Die Cunnersdorfer Feuerwehr und das Dampfkarussell

von Wilhelm Kanbach

 

 

 

Ein spaßiges Erlebnis aus dem Jahre 1910 erzählt von Wilhelm Kanbach.

Im Herbst des Jahres 1910, als ich noch Lehrling bei Tischlermeister K. In Cunnersdorf war, mußte ich immer nach Feierabend einen Starbeutel Schnaps für den Altgesellen im „Landhaus“ holen. Die damalige Wirtin, Frau Kriebel, sagte an einem Abend zu mir: „Junge, sieh doch mal, ist das nicht ein Feuer?“ Eine große Röte und und Qualm in Richtung Walderseekaserne, Sechstätte, Straupitz zu sehen. Ich lief schnell zum Meister – er war damals Obersteiger bei der Cunnersdorfer Feuerwehr -,

dieser öffnete das Fenster und blies Alarm. Ich machte schnell die Werkstatt sauber, und als die Feuerwehr kam, stieg ich mit auf die Spritze.

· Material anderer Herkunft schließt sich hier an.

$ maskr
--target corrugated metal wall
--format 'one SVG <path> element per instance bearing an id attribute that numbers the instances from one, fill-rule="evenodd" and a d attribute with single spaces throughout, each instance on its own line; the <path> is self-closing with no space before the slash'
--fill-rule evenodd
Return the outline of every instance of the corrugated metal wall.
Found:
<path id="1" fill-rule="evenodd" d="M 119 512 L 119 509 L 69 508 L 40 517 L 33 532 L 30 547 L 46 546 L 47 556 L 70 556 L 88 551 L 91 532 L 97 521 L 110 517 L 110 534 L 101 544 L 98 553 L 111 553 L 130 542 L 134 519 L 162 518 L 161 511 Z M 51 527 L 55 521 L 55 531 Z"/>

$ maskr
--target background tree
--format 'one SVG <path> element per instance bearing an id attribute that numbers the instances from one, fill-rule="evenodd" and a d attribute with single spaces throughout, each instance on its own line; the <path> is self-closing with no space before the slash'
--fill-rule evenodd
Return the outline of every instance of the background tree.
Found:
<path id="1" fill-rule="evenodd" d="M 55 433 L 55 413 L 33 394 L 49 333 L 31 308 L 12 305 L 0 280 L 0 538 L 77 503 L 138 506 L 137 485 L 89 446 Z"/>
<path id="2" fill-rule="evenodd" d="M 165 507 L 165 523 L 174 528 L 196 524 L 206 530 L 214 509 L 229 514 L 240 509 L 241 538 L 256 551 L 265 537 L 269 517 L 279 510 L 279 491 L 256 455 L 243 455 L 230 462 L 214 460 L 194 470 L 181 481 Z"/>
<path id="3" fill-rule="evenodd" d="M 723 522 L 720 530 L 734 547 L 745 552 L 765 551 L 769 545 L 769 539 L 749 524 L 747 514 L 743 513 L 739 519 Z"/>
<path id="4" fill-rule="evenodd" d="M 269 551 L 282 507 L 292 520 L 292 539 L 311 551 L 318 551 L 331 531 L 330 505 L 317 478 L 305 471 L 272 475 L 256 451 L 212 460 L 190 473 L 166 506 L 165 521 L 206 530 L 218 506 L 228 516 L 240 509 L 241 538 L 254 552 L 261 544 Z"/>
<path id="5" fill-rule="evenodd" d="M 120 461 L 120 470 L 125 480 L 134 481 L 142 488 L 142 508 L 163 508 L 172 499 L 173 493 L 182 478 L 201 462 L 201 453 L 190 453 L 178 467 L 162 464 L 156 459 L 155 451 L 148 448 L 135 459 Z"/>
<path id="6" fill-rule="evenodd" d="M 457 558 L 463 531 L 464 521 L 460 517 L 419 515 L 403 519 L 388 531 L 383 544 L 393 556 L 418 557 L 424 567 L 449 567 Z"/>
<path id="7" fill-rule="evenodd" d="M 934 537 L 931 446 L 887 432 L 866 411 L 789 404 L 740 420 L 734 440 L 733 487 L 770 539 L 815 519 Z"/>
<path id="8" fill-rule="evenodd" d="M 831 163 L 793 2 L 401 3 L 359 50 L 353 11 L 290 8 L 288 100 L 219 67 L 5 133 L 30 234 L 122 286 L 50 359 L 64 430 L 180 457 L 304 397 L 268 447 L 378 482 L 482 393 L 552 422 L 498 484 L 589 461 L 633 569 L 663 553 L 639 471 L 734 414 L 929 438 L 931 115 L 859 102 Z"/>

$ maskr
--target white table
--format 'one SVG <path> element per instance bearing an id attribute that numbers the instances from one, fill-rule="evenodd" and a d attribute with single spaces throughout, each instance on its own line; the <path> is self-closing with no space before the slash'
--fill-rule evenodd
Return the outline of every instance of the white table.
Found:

Die Fahrt ging vierspännig mit Petroleumfackeln über Sand, Alte Hoffnung vorbei, Greiffenberger Straße zu den „Brücken“. Als wir dahin kamen, stand am „Berliner Hof“ ein großer Dampfkessel mit viel Licht und Dampf - , ringsum tiefste Nacht. -    

Da kam der alte Polizeimeister Schulze und fragte, wo wir denn hinwollten. Mein Meister sagte schnell: „Zur Nachtübung“. Wir fuhren nun die Berbisdorfer-Straße hinaus nach Straupitz in den „Reichsgarten“ um den „Brand zu löschen“. Dort gab es Grog in Mengen und nach mehreren Stun-

den fuhren wir zurück – Mühlgraben-Straße – in die „Rosenschänke“ , wo der inzwischen wieder „entfachte Brand“  mit weiteren Grogs tüchtig gelöscht wurde. Mich hatten die Feuerwehrmänner schon an den Spritzenbalken gebunden, damit ich nicht verloren ging. Spät in der Nacht ging es dann so leise wie irgend möglich bei Bauer Siegert an der Rosenau hintenherum ins „Spritzenhaus“ und jeder suchte seine Wohnung auf. Am anderen Morgen fragten die Nachbarn: „Wann ist denn die Feuerwehr zurückgekommen?“

Zwei Tage später aber war im „Boten“ zu lesen: „Die pflichttreue Feuerwehr eines Nachbarortes ist zum Dampfkarussell am „Berliner Hof“ löschen gefahren.“ - Ich habe bis heute keinem verraten, wer der erste Hornist war, weil sonst mein Meister beim nächsten Brandapell am Sonnabend darauf ein Faß Bier hätte auflegen müssen. Als Schweigegeld erhielt ich 1 Taler.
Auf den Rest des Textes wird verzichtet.